When a tribe of Indians march through town, a child drops a small totem toy that bears some resemblance to Maeve’s sketch of the doctor. Maeve picks it up and begs any of the Indians to tell her what it is, but they won’t talk.

The episode ends with Hector’s gang arriving in town. A sheriff spots them and asks Hector what his intentions are. He responds, “Mayhem,” and shoots the sheriff. Then, in a reprise of the saloon robbery storyline from the show’s pilot episode, his gang shoots up the town and Hector enters the saloon looking for the safe. This time, Maeve pulls a gun on him and says she wants to talk.

Maeve brings Hector to her room and offers to give him the combination to the safe if he tells her about the figure in the sketch she drew. He says that it resembles an Indian myth about “Shades” – spirits that travel between this world and the next.

In the park’s control center, Stubbs orders the bandit raid storyline to be cut short because a guest family with young children is heading back to town. To make this happen, all the gang’s guns suddenly jam and the cavalry arrives to mop up the scene.

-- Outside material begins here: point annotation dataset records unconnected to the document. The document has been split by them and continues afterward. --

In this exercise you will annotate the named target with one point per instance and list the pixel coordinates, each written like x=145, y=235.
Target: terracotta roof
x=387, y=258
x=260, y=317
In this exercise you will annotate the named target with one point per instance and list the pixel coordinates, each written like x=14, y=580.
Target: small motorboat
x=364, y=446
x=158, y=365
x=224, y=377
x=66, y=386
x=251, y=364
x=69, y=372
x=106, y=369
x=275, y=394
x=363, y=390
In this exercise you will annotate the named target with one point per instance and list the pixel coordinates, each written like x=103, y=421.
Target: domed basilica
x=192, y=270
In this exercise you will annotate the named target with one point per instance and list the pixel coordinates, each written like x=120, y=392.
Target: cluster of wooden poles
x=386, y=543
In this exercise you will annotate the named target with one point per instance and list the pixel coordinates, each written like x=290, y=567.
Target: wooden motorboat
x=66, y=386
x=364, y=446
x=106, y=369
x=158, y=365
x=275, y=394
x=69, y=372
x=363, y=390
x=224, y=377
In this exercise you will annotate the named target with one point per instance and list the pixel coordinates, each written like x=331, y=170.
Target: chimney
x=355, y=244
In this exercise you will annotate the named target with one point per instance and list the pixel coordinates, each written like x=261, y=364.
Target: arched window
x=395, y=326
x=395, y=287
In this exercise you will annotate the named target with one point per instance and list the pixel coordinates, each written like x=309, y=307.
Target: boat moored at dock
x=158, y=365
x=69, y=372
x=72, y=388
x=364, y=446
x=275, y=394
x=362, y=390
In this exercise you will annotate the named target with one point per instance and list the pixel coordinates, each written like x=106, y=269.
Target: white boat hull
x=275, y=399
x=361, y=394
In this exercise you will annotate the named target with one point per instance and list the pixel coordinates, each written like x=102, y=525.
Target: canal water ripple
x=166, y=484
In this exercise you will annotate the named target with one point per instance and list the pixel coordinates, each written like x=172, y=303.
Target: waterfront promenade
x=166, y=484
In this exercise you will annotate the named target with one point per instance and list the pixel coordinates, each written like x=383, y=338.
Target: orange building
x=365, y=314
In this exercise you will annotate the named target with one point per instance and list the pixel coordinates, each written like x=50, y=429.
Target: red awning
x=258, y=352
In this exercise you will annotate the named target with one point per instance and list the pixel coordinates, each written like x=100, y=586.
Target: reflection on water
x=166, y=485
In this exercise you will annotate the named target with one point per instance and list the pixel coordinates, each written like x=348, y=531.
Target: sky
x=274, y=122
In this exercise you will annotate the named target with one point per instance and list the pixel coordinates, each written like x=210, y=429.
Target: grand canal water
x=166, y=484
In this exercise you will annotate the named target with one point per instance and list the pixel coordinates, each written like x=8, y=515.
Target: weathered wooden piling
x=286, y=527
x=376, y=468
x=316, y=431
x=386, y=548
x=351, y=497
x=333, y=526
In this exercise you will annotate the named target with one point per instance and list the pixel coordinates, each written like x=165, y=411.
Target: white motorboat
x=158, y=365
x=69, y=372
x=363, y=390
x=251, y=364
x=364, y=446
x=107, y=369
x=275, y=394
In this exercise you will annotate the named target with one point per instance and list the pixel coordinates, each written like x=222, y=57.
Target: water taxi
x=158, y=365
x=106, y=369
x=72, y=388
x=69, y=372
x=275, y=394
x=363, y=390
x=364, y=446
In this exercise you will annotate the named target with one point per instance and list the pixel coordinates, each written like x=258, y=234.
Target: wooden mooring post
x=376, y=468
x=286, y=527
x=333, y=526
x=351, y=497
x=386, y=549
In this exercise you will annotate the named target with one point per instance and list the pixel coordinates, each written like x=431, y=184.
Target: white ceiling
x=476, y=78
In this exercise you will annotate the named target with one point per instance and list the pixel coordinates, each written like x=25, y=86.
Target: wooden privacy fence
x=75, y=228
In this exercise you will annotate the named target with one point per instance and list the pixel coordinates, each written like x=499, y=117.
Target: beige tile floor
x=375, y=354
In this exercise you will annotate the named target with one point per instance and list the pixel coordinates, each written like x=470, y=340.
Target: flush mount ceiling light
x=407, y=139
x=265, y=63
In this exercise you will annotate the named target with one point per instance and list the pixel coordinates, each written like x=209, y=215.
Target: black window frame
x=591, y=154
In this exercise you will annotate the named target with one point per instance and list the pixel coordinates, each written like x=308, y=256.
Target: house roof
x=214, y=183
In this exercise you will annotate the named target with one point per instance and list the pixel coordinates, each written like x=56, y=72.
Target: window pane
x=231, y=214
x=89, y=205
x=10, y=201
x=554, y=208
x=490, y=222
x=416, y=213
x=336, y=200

As the cavalry kills the rest of Hector’s gang, including the snake lady, Maeve hands him a knife and asks him to cut her in the stomach where she remembers being shot. He thinks she’s crazy because she has no visible wound or scar there, but she grabs his hand and makes him do it. After cutting her open, Hector pulls out something (a bullet, maybe?). This confirms to Maeve that she was right and her memories are real. She kisses Hector and tells him “None of this matters” as a rain of bullets tear through the room to kill them both.

Episode Verdict

The show’s mythology is steadily building and becoming more intricate. I’m certainly intrigued, but I also wish the writers would put more effort into clearing up some fundamental details of how this world works.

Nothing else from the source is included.